Cracking the olfactory code of pitcher plants to set a biomimetic trap specific to the Asian hornet

Durée : 2018 - 2019
Programme : AAP Postdoctorat Agreenskill 2017
Portée : Nationale
Invasive alien species
Chemical communication
Plant-insect interactions
Odour cue
Behavioural choice tests
Biomimetic trap
Carnivorous pitcher plants
Vespa velutina
Apis mellifera

Insect invasive alien species represent an increasing threat. Yet, eradication campaigns are costly, often inefficient and non-selective, calling for the development of biodiversity friendly traps. Recently introduced in Europe, the Asian hornet Vespa velutina spreads rapidly, putting bee populations at risk thus threatening pollination service and thereby causing huge ecological damages and economical costs to apiculture and agriculture. While researchers are attempting to set an insect semiochemical-based trap but still without success, the occurrence of natural and relatively selective carnivorous plant traps (attracting and capturing Asian hornets but not honeybees) opens new perspectives. This project aims at identifying, among unexplored olfactory cues produced by two Sarracenia carnivorous pitcher plants, a specific molecule or a combination of chemical compounds attracting the Asian hornet specifically. Finding such specific bait requires a fine-scale physiological and behavioural study in the laboratory followed by validation in the field.

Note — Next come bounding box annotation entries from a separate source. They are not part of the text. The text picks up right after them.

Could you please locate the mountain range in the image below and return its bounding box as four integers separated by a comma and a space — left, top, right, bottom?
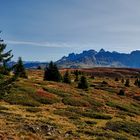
56, 49, 140, 68
9, 49, 140, 69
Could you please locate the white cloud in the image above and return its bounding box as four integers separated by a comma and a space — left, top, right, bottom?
6, 40, 71, 48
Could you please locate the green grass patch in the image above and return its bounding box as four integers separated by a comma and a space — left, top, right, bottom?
62, 97, 90, 107
43, 87, 71, 97
77, 129, 128, 140
106, 102, 140, 115
105, 121, 140, 138
26, 107, 41, 113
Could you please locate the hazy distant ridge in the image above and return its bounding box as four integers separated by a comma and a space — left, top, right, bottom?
56, 49, 140, 68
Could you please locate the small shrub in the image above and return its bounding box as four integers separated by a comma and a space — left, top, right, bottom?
125, 79, 130, 87
102, 81, 108, 85
63, 71, 71, 84
115, 77, 119, 82
62, 97, 90, 107
118, 89, 125, 96
78, 76, 88, 89
106, 121, 140, 138
26, 107, 41, 113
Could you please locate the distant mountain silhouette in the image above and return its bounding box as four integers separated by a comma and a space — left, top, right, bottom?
56, 49, 140, 68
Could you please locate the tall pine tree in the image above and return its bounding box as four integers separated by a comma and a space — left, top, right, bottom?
14, 57, 28, 78
63, 70, 71, 84
0, 32, 13, 74
0, 31, 15, 97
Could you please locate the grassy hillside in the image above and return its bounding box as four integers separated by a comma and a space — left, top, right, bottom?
0, 68, 140, 140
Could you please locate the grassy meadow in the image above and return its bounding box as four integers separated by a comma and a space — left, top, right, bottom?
0, 68, 140, 140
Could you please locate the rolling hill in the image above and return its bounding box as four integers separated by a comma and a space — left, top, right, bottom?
56, 49, 140, 68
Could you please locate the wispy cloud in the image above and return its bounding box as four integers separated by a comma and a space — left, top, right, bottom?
6, 40, 73, 48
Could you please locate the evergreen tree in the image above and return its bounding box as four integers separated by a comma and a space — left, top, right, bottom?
0, 32, 13, 74
63, 71, 71, 84
121, 78, 124, 84
0, 32, 16, 95
125, 79, 130, 87
44, 61, 62, 82
74, 70, 79, 82
78, 76, 88, 89
14, 57, 28, 78
134, 78, 140, 87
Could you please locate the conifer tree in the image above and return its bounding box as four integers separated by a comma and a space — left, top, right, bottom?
0, 32, 13, 74
14, 57, 28, 78
74, 70, 79, 82
0, 32, 16, 95
125, 79, 130, 87
78, 76, 88, 89
63, 70, 71, 84
44, 61, 62, 82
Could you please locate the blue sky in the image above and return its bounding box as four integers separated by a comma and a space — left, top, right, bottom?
0, 0, 140, 61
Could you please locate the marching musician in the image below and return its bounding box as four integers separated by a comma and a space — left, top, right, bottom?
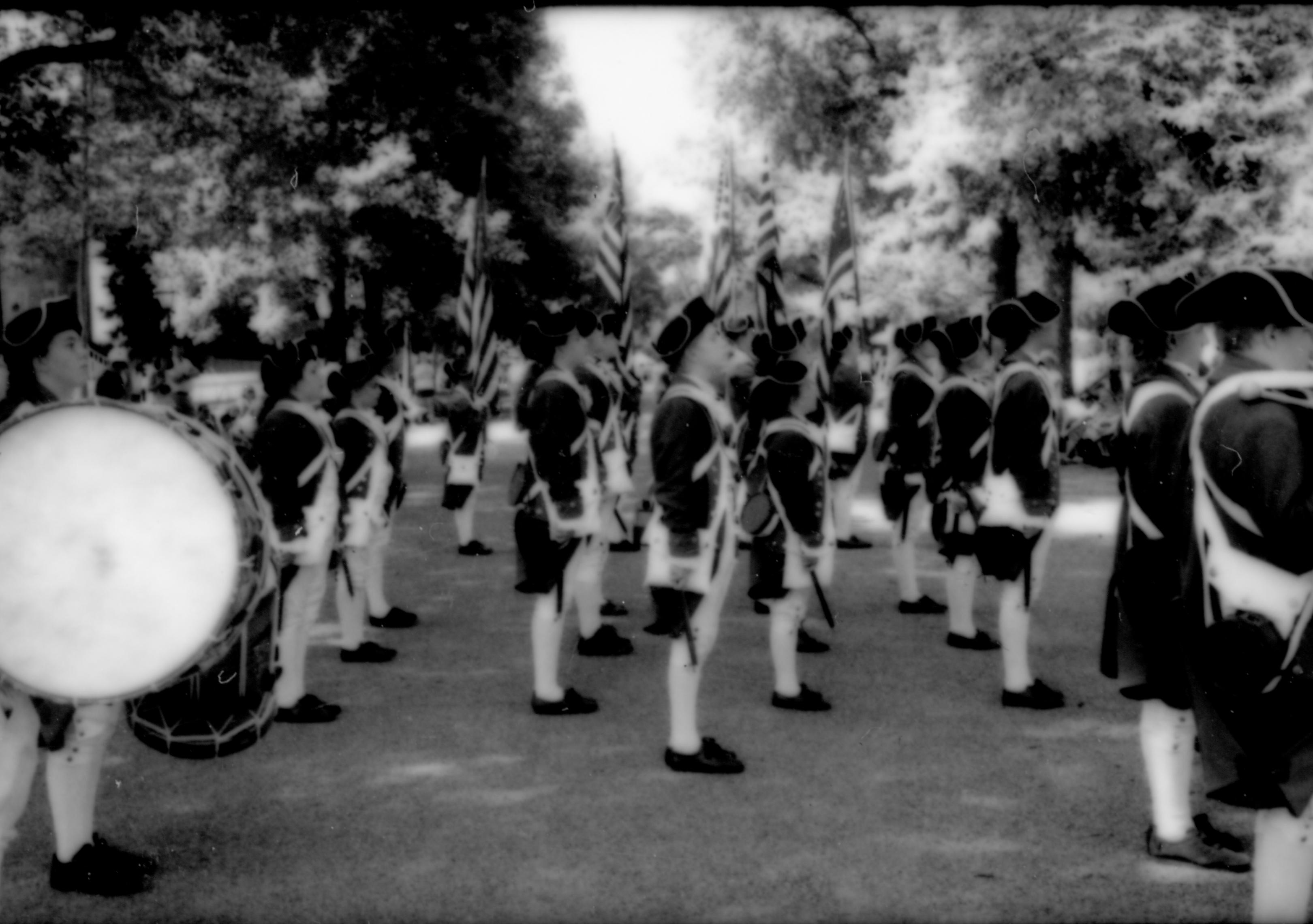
513, 304, 612, 715
872, 317, 945, 616
0, 299, 156, 895
365, 346, 423, 629
926, 315, 999, 651
1178, 269, 1313, 922
826, 327, 873, 549
440, 356, 496, 556
252, 337, 341, 723
975, 291, 1065, 709
1100, 278, 1250, 873
332, 353, 396, 664
645, 298, 746, 773
575, 311, 634, 658
740, 321, 834, 713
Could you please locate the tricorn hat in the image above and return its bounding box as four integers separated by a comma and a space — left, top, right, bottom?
985, 291, 1061, 340
652, 297, 716, 362
930, 315, 985, 366
1176, 269, 1313, 328
4, 298, 81, 356
894, 315, 939, 353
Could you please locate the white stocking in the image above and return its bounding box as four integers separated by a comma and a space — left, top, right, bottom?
944, 555, 981, 638
771, 590, 806, 697
452, 498, 478, 546
532, 589, 566, 702
1254, 808, 1313, 924
1140, 699, 1195, 841
998, 580, 1035, 693
46, 702, 124, 862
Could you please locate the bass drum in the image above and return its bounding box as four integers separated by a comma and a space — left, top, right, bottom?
0, 400, 278, 757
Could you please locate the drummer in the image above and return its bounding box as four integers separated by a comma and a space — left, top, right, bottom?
0, 299, 156, 895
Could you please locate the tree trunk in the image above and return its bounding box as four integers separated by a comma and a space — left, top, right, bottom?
1053, 227, 1076, 398
990, 215, 1022, 302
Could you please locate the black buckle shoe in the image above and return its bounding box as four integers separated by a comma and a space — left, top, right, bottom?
948, 629, 999, 651
339, 642, 396, 664
369, 606, 419, 629
898, 595, 948, 616
771, 684, 830, 713
666, 738, 743, 773
797, 629, 830, 655
1003, 680, 1066, 709
575, 626, 634, 658
529, 687, 597, 715
273, 693, 341, 725
1145, 815, 1251, 873
50, 835, 158, 896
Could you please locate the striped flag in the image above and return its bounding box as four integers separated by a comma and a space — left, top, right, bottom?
702, 156, 737, 318
753, 168, 789, 349
455, 158, 498, 403
596, 151, 634, 365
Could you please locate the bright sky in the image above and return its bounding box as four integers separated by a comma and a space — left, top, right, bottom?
545, 6, 721, 220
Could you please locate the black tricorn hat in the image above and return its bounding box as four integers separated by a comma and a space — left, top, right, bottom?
930, 315, 985, 366
894, 315, 939, 353
1108, 276, 1198, 340
1176, 269, 1313, 328
652, 295, 716, 361
4, 298, 81, 356
985, 291, 1062, 340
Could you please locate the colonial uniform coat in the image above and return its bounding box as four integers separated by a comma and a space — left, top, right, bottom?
748, 417, 835, 600
443, 386, 488, 511
1100, 364, 1199, 709
975, 353, 1060, 601
926, 375, 992, 562
332, 407, 394, 549
515, 368, 601, 596
644, 375, 738, 635
252, 398, 341, 709
826, 365, 872, 480
873, 362, 937, 537
1184, 357, 1313, 815
252, 398, 341, 565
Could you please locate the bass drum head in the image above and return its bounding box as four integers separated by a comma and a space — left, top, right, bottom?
0, 404, 240, 701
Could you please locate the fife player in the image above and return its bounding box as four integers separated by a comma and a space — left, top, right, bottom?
644, 298, 747, 773
975, 293, 1066, 709
872, 318, 945, 616
926, 317, 999, 651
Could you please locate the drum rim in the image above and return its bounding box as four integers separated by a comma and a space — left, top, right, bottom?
0, 396, 277, 705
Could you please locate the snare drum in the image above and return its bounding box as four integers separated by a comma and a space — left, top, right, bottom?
0, 400, 278, 757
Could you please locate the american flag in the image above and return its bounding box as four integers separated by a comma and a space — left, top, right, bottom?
596, 151, 634, 359
821, 165, 858, 385
753, 168, 789, 349
455, 158, 498, 403
702, 156, 737, 318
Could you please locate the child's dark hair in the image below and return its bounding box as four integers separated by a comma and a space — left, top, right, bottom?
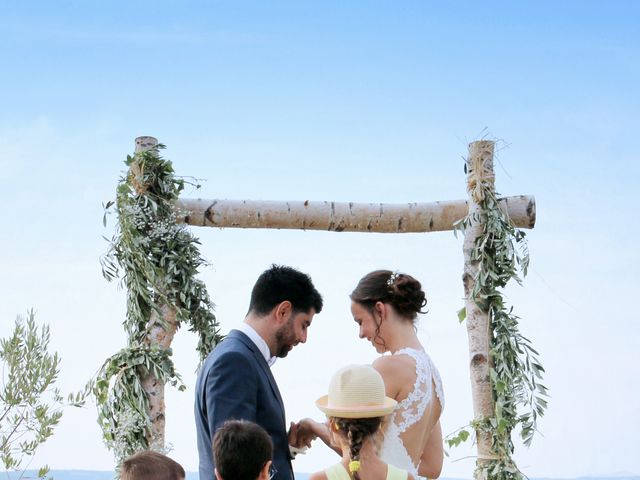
120, 450, 185, 480
249, 265, 322, 315
333, 417, 384, 480
213, 420, 273, 480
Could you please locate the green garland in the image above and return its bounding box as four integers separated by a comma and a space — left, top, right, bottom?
446, 181, 548, 480
93, 145, 221, 463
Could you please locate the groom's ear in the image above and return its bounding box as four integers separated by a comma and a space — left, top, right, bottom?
274, 300, 293, 325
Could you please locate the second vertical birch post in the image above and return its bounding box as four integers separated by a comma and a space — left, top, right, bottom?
462, 140, 495, 480
130, 137, 178, 451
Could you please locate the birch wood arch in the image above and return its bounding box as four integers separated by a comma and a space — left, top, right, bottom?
124, 136, 536, 476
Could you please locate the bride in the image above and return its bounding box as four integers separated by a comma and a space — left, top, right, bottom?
314, 270, 444, 478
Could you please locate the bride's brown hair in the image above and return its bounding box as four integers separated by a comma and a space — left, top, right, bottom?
333, 417, 383, 480
349, 270, 427, 346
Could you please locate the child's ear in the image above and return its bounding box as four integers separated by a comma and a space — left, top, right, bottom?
258, 460, 271, 480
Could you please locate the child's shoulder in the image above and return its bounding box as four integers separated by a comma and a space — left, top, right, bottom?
309, 471, 327, 480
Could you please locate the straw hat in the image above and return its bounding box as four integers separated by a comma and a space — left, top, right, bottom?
316, 365, 397, 418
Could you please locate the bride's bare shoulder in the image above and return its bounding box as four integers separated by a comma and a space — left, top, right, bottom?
373, 355, 411, 390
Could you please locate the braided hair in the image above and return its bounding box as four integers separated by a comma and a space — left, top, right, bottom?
334, 417, 383, 480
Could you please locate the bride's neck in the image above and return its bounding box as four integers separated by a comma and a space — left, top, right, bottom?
385, 319, 422, 353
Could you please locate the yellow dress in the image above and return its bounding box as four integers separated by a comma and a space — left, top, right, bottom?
324, 463, 408, 480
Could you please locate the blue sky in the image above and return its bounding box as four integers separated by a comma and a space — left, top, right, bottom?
0, 1, 640, 477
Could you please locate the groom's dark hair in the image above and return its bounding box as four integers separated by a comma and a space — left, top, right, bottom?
213, 420, 273, 480
249, 265, 322, 315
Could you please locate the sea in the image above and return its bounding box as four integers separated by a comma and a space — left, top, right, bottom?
0, 470, 640, 480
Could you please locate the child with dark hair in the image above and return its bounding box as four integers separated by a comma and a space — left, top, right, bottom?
213, 420, 275, 480
310, 365, 415, 480
120, 450, 185, 480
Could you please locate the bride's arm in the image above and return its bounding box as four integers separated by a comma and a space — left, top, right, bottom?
418, 420, 444, 479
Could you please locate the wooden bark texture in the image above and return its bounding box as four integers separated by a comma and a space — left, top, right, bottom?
462, 141, 494, 476
176, 195, 536, 233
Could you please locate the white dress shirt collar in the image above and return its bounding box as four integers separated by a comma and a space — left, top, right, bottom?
238, 322, 277, 366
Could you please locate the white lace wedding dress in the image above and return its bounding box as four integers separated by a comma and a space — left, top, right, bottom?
380, 348, 444, 479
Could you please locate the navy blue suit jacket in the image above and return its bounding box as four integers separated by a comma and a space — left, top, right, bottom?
195, 330, 294, 480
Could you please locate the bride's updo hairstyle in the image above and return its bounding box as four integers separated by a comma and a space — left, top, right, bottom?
349, 270, 427, 323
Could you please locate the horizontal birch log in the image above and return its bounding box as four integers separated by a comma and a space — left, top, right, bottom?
176, 195, 536, 233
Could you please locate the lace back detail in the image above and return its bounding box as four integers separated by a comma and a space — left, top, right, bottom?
393, 348, 444, 433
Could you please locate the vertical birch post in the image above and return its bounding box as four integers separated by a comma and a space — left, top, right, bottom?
130, 137, 178, 451
462, 141, 495, 480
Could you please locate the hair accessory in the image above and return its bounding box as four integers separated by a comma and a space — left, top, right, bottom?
316, 365, 397, 418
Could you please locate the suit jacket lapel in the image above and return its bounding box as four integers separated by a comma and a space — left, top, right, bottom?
227, 330, 286, 426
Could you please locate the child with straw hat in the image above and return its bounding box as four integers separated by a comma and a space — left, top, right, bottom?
310, 365, 415, 480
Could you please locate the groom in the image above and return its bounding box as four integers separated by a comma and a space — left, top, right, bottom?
195, 265, 322, 480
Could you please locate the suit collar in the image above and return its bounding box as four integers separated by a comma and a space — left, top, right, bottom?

The aims are therefore to (1) identify the Volatile Organic Compounds (VOCs) specifically detectable by the Asian hornet in the pitcher plant odour bouquet using Gas Chromatography and Mass Spectrometry (GC-MS) and coupled Gas Chromatography and Electro-AntennoGraphy (GC-EAG), (2) test the attraction of Asian hornets and the non-attraction of honeybees to these VOCs using laboratory behavioural choice tests, and (3) test the efficiency of the most species-specific laboratory-attractant(s) in the field. This original and timely project relies on promising preliminary results, cutting-edge tools, validated protocols, and a coherent consortium of partners with complementary expertise in ecology, behaviour and chemistry of plants, bees and hornets. It will yield high-quality results easily diffused through the gained knowledge on the hornet’s understudied olfactory communication, and the promotion of an efficient and species-specific trap against this major predator of honeybees.